From the hazy intellectualism of the contemporary American media scene to the changeless fields of Ambridge, where I’ve been spending time with The Archers. Unlike seemingly every other person in the United Kingdom, I’ve never listened to The Archers. Initially started as a semi-educational farming programme, it has been running since the reign of George VI and still draws five million listeners a week. There is no reason it cannot run for ever. Hearing the music on the radio is my mother’s earliest memory; when my flatmate asked what I was listening to and I said The Archers, he nodded with recognition. ‘I was wondering why I recognised it’ — he pointed vaguely towards his sternum — ‘in here’.
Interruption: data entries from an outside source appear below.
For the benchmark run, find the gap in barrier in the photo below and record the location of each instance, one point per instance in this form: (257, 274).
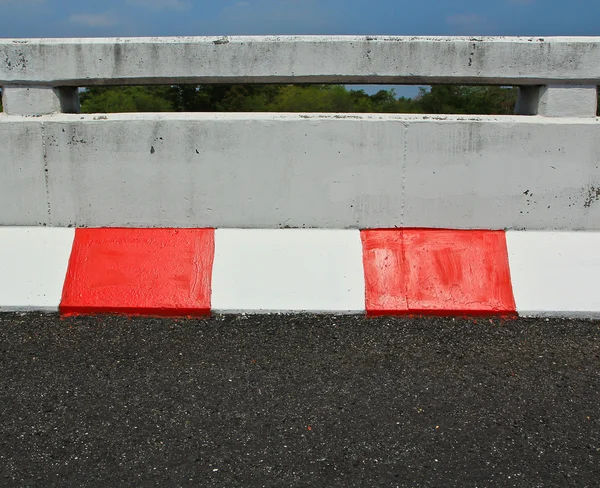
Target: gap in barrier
(299, 98)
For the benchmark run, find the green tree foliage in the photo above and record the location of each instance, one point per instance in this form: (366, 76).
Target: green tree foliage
(440, 99)
(126, 99)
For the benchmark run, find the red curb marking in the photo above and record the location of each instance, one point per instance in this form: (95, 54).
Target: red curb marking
(158, 272)
(441, 272)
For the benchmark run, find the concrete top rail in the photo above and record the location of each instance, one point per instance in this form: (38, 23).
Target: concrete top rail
(301, 59)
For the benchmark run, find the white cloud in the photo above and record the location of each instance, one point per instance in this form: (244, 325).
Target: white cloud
(162, 4)
(94, 20)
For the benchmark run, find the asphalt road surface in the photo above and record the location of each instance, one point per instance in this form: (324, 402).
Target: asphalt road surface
(298, 401)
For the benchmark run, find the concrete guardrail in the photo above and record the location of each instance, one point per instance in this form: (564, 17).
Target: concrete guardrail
(538, 169)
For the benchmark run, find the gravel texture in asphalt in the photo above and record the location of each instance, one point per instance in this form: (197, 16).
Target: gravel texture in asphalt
(298, 401)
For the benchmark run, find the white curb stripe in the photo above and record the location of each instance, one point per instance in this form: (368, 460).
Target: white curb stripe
(288, 270)
(555, 273)
(33, 265)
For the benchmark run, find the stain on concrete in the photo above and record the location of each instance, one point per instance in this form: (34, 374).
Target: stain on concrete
(593, 195)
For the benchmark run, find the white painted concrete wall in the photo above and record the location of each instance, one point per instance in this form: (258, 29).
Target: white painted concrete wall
(322, 171)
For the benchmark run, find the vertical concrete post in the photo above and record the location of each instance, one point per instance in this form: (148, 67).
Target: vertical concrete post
(39, 100)
(558, 100)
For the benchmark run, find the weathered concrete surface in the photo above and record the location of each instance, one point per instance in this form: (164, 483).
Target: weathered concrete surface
(43, 100)
(22, 173)
(286, 170)
(322, 59)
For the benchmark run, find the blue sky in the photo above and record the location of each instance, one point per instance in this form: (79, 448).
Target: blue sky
(75, 18)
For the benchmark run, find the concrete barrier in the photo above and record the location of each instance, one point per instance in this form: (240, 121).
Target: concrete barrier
(539, 171)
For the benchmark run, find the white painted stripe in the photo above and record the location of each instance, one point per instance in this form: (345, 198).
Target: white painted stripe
(33, 266)
(291, 270)
(555, 273)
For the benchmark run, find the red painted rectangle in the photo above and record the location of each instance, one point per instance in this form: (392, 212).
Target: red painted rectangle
(434, 271)
(158, 272)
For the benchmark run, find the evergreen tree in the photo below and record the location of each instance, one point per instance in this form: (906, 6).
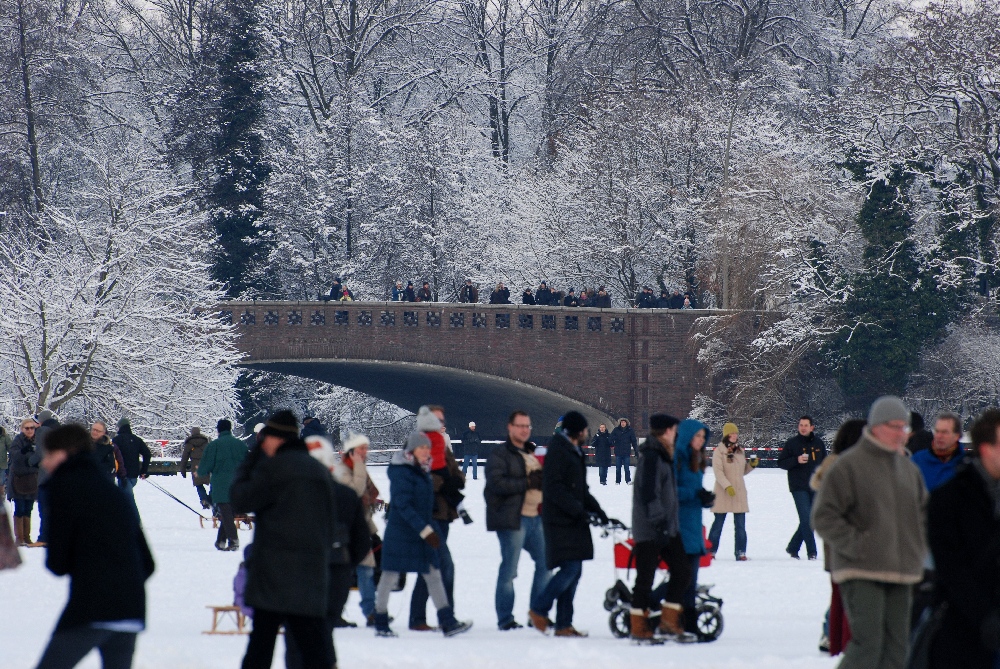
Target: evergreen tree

Most scenes feature two characters, three at most; the sense is of a conversation between well-defined silhouettes, overheard through frosted glass. The main story in Ambridge right now concerns Alice, who has a drinking problem. Alice and her husband Christopher have a newborn, but they’re currently living apart after she showed up drunk to the christening. It’s acrimonious — and strangely gripping. Trotting alongside this central drama, workaday little anxieties are smoothed out by the well-intentioned Borsetshire folk.
I confess: I had imagined I’d be immune to the charm of The Archers, which transmits among the English like a particularly virulent brain parasite. I was wrong though. I found its charms eerily similar to those of Our Struggle — the quiet bliss of nothing happening for a long, long time.